I
—¡Tom!
Silencio.
—¡Tom!
Silencio.
—¡Dónde andará metido ese chico!... ¡Tom!
La anciana se bajó los anteojos y miró, por encima, alrededor del
cuarto; después se los subió a la frente y miró por debajo. Rara vez o
nunca miraba a través de los cristales a cosa de tan poca importancia
como un chiquillo: eran aquéllos los lentes de ceremonia, su mayor
orgullo, construidos por ornato antes que para servicio, y no hubiera
visto mejor mirando a través de un par de mantas. Se quedó un instante
perpleja y dijo, no con cólera, pero lo bastante alto para que la oyeran
los muebles:
—Bueno; pues te aseguro que si te echo mano te voy a...
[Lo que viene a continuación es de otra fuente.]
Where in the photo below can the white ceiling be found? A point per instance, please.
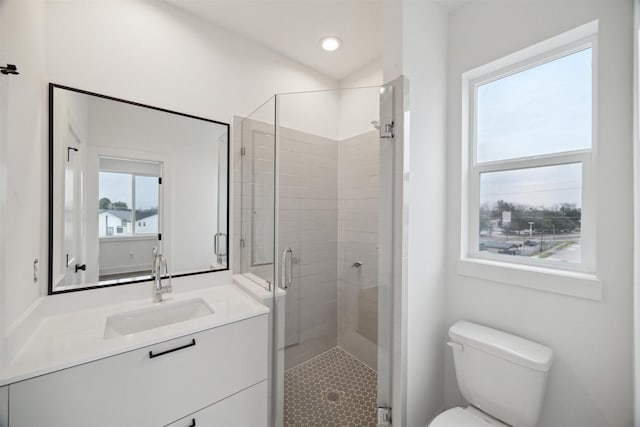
(294, 28)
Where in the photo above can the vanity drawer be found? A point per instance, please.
(151, 386)
(247, 408)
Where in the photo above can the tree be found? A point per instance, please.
(105, 203)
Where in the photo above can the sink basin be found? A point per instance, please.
(163, 314)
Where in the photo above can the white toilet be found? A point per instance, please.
(502, 376)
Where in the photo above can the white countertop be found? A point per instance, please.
(64, 339)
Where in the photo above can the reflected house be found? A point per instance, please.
(117, 222)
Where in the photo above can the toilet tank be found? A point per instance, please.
(502, 374)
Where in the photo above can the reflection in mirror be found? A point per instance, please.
(126, 178)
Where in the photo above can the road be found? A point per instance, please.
(569, 254)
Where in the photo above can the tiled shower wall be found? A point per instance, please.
(358, 185)
(329, 218)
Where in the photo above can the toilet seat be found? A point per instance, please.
(460, 417)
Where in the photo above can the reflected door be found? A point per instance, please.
(73, 265)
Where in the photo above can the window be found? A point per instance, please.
(530, 138)
(129, 197)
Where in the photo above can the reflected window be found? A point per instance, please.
(129, 197)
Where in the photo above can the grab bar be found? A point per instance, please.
(286, 268)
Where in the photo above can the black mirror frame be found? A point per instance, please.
(52, 86)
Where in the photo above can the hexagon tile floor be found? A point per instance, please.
(333, 389)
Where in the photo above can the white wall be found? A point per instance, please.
(144, 51)
(359, 107)
(415, 46)
(22, 23)
(591, 379)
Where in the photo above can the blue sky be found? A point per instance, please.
(541, 110)
(117, 187)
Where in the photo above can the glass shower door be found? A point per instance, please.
(334, 235)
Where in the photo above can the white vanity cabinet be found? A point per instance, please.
(4, 406)
(245, 409)
(154, 385)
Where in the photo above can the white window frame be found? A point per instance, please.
(571, 278)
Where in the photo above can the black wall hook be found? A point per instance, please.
(9, 69)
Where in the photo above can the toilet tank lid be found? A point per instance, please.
(501, 344)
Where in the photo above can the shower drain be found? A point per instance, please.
(333, 396)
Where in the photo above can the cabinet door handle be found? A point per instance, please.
(182, 347)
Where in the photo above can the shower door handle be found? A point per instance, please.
(286, 268)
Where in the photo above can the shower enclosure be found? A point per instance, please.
(315, 229)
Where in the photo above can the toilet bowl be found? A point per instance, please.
(503, 374)
(465, 417)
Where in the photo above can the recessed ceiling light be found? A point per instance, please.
(331, 43)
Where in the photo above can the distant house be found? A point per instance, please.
(117, 222)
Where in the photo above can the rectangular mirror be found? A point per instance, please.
(125, 178)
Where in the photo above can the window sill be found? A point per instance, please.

No terminó la frase, porque antes se agachó dando estocadas con la
escoba por debajo de la cama; así es que necesitaba todo su aliento para
puntuar los escobazos con resoplidos. Lo único que consiguió
desenterrar fue el gato.
—¡No se ha visto cosa igual que ese muchacho!
Fue hasta la puerta y se detuvo allí, recorriendo con la mirada las
plantas de tomate y las hierbas silvestres que constituían el jardín. Ni
sombra de Tom. Alzó, pues, la voz a un ángulo de puntería calculado
para larga distancia y gritó:
—¡Tú! ¡Toooom!
Oyó tras de ella un ligero ruido y se volvió a punto para atrapar a un muchacho por el borde de la chaqueta y detener su vuelo.
—¡Ya estás! ¡Que no se me haya ocurrido pensar en esa despensa!... ¿Qué estabas haciendo ahí?
—Nada.
—¿Nada? Mírate esas manos, mírate esa boca... ¿Qué es eso pegajoso?
—No lo sé, tía.
—Bueno; pues yo sí lo sé. Es dulce, eso es. Mil veces te he dicho que
como no dejes en paz ese dulce te voy a despellejar vivo. Dame esa
vara.
La vara se cernió en el aire. Aquello tomaba mal cariz.
—¡Dios mío! ¡Mire lo que tiene detrás, tía!